W dzisiejszym poście przychodzę do Was jednak z produktem, który jakiś czas temu trafił w moje ręce. Jakiś czas temu na moim blogu mogliście zobaczyć perfumy, jakie dostałam w prezencie ( - klik - ), ale oprócz tego był w niej lotion do ciała z tej samej marki, czyli Yves Saint Laurent. Jest to produkt z wyższej półki, zatem jesteście ciekawi jak mi się sprawdza?
Lotion do ciała od YSL jest opakowany z małe, lecz eleganckie opakowanie - tubkę o wielkości 50 ml z pięknie mieniącym się, pozłacanym napisem. Jest on z kolekcji Libre, czyli tej wydanej we współpracy z Dua Lipą. Produkt przede wszystkim pachnie nieziemsko. Zapach kwiatowo-owocowy przypomina zapach perfum, które mi całkowicie przypadły do gustu. Jest całkiem wydajny, chociaż tubka jest niewielka.
Jestem ciekawa czy mieliście okazję używać tego balsamu. :) Lubicie tę markę?
Nie miałam, nie lubię niczego nakładać na skórę 😅
OdpowiedzUsuńLubię YSL ❤
OdpowiedzUsuńMyślę, że ten produkt mnie również mógłby przypaść do gustu.
OdpowiedzUsuńNie miałam tego balsamu, ale sama marka jest mi znana.
OdpowiedzUsuńNie przepadam za balsami...ale lubię, gdy można dostać "uzupełnienie" perfum ;) podoba mi się opakowanie tego balsamu i pewnie zapach także byłby w moim guście ;)

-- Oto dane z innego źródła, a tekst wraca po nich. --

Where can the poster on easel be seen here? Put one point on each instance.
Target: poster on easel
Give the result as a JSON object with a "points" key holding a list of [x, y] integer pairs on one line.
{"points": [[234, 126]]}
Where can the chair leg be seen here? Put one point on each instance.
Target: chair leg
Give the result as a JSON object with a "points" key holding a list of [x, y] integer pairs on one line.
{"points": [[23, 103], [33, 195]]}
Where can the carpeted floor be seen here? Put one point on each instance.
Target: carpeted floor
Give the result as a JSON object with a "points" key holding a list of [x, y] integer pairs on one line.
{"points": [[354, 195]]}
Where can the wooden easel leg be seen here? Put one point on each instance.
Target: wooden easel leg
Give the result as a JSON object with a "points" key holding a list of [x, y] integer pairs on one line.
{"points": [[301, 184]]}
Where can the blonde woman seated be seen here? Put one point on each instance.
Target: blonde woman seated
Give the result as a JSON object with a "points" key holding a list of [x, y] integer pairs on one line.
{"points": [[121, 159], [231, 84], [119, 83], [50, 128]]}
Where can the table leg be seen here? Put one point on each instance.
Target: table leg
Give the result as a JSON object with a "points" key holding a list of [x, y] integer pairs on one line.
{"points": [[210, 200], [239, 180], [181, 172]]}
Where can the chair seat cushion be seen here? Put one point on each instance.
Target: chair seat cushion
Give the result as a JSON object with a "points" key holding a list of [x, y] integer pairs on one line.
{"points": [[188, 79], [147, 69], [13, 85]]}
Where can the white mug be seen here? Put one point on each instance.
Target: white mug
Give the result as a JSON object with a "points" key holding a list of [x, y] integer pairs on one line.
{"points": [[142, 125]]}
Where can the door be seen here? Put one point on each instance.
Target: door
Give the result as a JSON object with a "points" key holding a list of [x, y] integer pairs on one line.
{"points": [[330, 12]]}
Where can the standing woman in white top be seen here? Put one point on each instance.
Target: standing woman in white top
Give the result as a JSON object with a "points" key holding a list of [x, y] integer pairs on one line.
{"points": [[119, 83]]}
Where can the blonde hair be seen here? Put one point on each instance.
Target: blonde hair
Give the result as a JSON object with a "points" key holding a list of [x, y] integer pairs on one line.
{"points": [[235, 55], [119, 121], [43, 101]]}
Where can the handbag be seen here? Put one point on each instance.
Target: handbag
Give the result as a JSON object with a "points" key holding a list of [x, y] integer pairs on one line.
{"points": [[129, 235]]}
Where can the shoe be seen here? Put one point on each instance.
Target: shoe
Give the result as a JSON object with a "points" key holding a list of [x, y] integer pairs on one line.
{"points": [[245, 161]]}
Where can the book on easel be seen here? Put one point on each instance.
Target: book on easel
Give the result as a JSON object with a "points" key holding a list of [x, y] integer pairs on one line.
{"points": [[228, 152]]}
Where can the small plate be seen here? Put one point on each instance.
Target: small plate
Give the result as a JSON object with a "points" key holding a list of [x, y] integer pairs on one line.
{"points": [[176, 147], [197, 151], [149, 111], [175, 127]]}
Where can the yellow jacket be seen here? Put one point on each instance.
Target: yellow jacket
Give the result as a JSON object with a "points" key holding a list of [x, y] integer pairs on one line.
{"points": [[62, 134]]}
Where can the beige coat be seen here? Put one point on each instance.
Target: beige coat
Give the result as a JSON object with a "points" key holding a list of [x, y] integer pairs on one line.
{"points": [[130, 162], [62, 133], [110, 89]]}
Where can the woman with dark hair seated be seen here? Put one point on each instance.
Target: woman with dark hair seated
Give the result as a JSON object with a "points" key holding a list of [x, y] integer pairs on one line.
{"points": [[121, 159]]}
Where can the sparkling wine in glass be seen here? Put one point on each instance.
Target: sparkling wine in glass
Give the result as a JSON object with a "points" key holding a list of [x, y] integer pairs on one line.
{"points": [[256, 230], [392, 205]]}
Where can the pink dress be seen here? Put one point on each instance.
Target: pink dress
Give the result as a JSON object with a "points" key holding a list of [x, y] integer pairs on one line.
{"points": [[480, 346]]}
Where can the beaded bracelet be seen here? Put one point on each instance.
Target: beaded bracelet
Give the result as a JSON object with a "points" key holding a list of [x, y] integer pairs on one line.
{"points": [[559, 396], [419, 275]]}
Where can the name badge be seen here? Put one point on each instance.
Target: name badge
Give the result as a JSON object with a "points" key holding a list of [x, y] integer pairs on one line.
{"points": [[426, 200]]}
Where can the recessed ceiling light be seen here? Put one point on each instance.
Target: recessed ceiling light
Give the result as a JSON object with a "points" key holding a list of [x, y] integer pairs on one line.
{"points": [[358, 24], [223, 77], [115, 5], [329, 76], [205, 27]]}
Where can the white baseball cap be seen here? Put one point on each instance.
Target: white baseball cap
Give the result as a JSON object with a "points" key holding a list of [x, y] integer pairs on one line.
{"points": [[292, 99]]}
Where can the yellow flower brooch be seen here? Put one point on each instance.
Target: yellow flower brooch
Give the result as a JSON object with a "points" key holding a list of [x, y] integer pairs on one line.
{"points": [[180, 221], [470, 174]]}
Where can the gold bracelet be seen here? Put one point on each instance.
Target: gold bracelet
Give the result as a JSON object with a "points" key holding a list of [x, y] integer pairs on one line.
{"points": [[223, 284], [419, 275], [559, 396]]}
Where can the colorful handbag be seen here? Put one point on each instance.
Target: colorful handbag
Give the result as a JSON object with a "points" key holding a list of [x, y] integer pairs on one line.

OdpowiedzUsuńmarka znana, a balsam chętnie bym wypróbowała
OdpowiedzUsuńDość mały ten produkt, tym bardziej że jest to balsam do ciała. Nie wiem, czy bym się taką wielkością zadowoliła, na pewno szybko wykorzystała :D
OdpowiedzUsuńzofia-adam.blogspot.com
I haven't tried it yet, thanks for sharing.
OdpowiedzUsuńI invite you to visit my last post. Have a good week!
Aż mam ochotę sprawdzić jak pachnie :). Nie miałam okazji używać tego balsamu.
OdpowiedzUsuńDobrze, ze pozwoliłaś sobie na odpoczynek w czasie ferii. W końcu po to są ferie, jako dzieci dobrze o tym pamiętaliśmy :)
Nie widziałam go nigdy wcześniej. Chętnie bym wypróbowała ten produkt
OdpowiedzUsuńCiekawostki i najlepsze życzenia, spodobało mi się tu zostanę na dłużej.
OdpowiedzUsuńWarto jest dbać o siebie zawsze i wszędzie. Polecam wszystkim ten artykuł.